This is a call for us to implement per queue enable/disable. Virtio-mmio 
has such facility but virtio-pci only allow to disable a queue (not enable).


> "Reset"
> + * is not very suitable.
> + *
> + * The method here is that each sent chunk or chunk added to the rq queue is
> + * described by an independent structure struct virtnet_xsk_ctx.
> + *
> + * We will use get_page(page) to refer to the page where these chunks are
> + * located. And these pages will be recorded in struct virtnet_xsk_ctx. So these
> + * chunks in vq are safe. When recycling, put the these page.
> + *
> + * These structures point to struct virtnet_xsk_ctx_head, and ref records how
> + * many chunks have not been reclaimed. If active == 0, it means that xsk has
> + * been disabled.
> + *
> + * In this way, even if xsk has been unbundled with rq/sq, or a new xsk and
> + * rq/sq  are bound, and a new virtnet_xsk_ctx_head is created. It will not
> + * affect the old virtnet_xsk_ctx to be recycled. And free all head and ctx when
> + * ref is 0.


This looks complicated and it will increase the footprint.
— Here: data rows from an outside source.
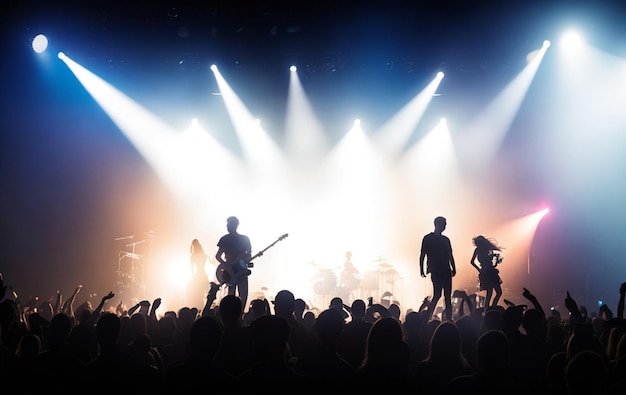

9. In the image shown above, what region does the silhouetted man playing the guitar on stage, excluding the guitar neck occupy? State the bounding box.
[215,217,252,306]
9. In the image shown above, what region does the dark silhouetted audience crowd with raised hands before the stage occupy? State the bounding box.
[0,277,626,395]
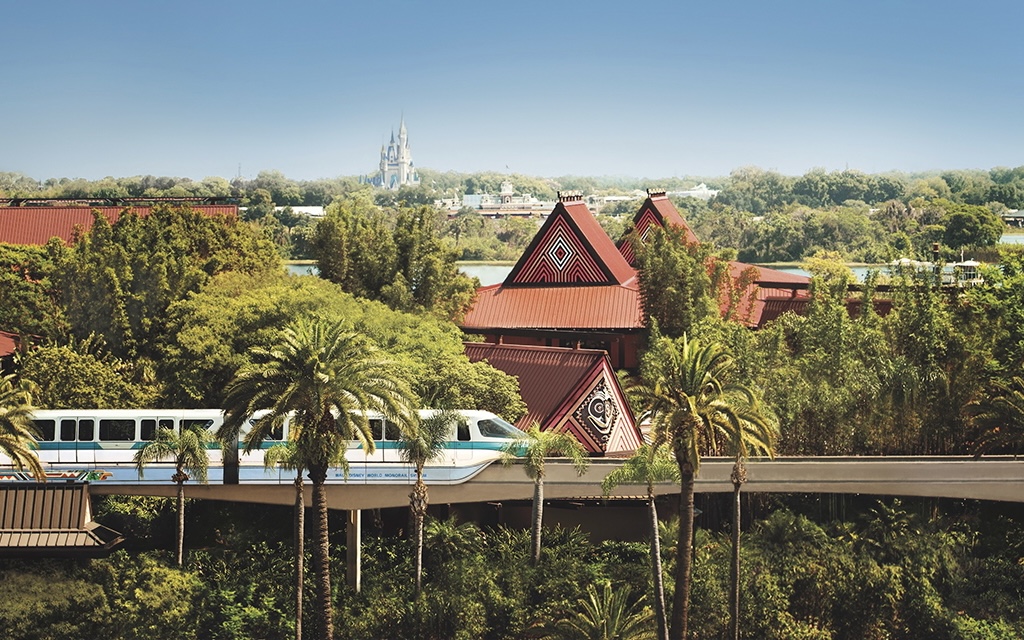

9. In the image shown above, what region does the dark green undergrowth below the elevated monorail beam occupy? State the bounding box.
[0,497,1024,640]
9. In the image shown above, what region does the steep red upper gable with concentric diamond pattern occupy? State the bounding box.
[504,197,636,287]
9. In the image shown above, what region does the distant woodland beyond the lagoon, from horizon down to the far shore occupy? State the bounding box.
[0,167,1024,263]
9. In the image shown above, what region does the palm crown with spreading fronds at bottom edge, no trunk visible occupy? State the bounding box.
[541,581,655,640]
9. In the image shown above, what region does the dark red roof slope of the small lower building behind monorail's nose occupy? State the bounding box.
[466,342,607,427]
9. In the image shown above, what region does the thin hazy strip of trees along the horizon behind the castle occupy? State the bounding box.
[6,166,1024,210]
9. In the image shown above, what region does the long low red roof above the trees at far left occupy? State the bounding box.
[0,205,239,245]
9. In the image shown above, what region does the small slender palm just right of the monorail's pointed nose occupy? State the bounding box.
[502,422,590,566]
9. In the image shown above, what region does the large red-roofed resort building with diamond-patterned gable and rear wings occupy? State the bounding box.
[462,190,810,368]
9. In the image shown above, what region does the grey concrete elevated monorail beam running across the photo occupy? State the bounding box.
[90,457,1024,510]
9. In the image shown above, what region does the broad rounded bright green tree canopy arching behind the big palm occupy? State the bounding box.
[159,273,525,413]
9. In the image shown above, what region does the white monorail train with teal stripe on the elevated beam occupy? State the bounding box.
[0,409,525,484]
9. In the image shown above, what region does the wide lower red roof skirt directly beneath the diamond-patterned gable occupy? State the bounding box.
[462,280,644,330]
Consider the 
performance penalty and the complexity, I would suggest to use reset 
instead.

Then we don't need to introduce such context.

Thanks


> + */
> +struct virtnet_xsk_ctx;
> +struct virtnet_xsk_ctx_head {
> +	struct virtnet_xsk_ctx *ctx;
> +
> +	/* how many ctx has been add to vq */
> +	u64 ref;
> +
> +	unsigned int frame_size;
> +
> +	/* the xsk status */
> +	bool active;
> +};
> +
> +struct virtnet_xsk_ctx {
> +	struct virtnet_xsk_ctx_head *head;
> +	struct virtnet_xsk_ctx *next;
> +
> +	struct page *page;
> +
> +	/* xsk unaligned mode will use two page in one desc */
> +	struct page *page_unaligned;
> +};
> +
> +struct virtnet_xsk_ctx_tx {
> +	/* this *MUST* be the first */
> +	struct virtnet_xsk_ctx ctx;
> +
> +	/* xsk tx xmit use this record the len of packet */
> +	u32 len;
> +};
> +
> +static inline void *xsk_to_ptr(struct virtnet_xsk_ctx_tx *ctx)
> +{
> +	return (void *)((unsigned long)ctx | VIRTIO_XSK_FLAG);
> +}
> +
> +static inline struct virtnet_xsk_ctx_tx *ptr_to_xsk(void *ptr)
> +{
> +	unsigned long p;
> +
> +	p = (unsigned long)ptr;
> +	return (struct virtnet_xsk_ctx_tx *)(p & ~VIRTIO_XSK_FLAG);
> +}
> +
> +static inline void virtnet_xsk_ctx_put(struct virtnet_xsk_ctx *ctx)
> +{
> +	put_page(ctx->page);
> +	if (ctx->page_unaligned)
> +		put_page(ctx->page_unaligned);
> +
> +	--ctx->head->ref;
> +
> +	if (ctx->head->active) {
> +		ctx->next = ctx->head->ctx;
> +		ctx->head->ctx = ctx;
> +	} else {
> +		if (!ctx->head->ref)
> +			kfree(ctx->head);
> +	}
> +}
> +
> +#define virtnet_xsk_ctx_tx_put(ctx) \
> +	virtnet_xsk_ctx_put((struct virtnet_xsk_ctx *)ctx)
> +
> +int virtnet_xsk_wakeup(struct net_device *dev, u32 qid, u32 flag);
> +int virtnet_poll_xsk(struct send_queue *sq, int budget);
> +void virtnet_xsk_complete(struct send_queue *sq, u32 num);
> +int virtnet_xsk_pool_setup(struct net_device *dev, struct netdev_bpf *xdp);
> +#endif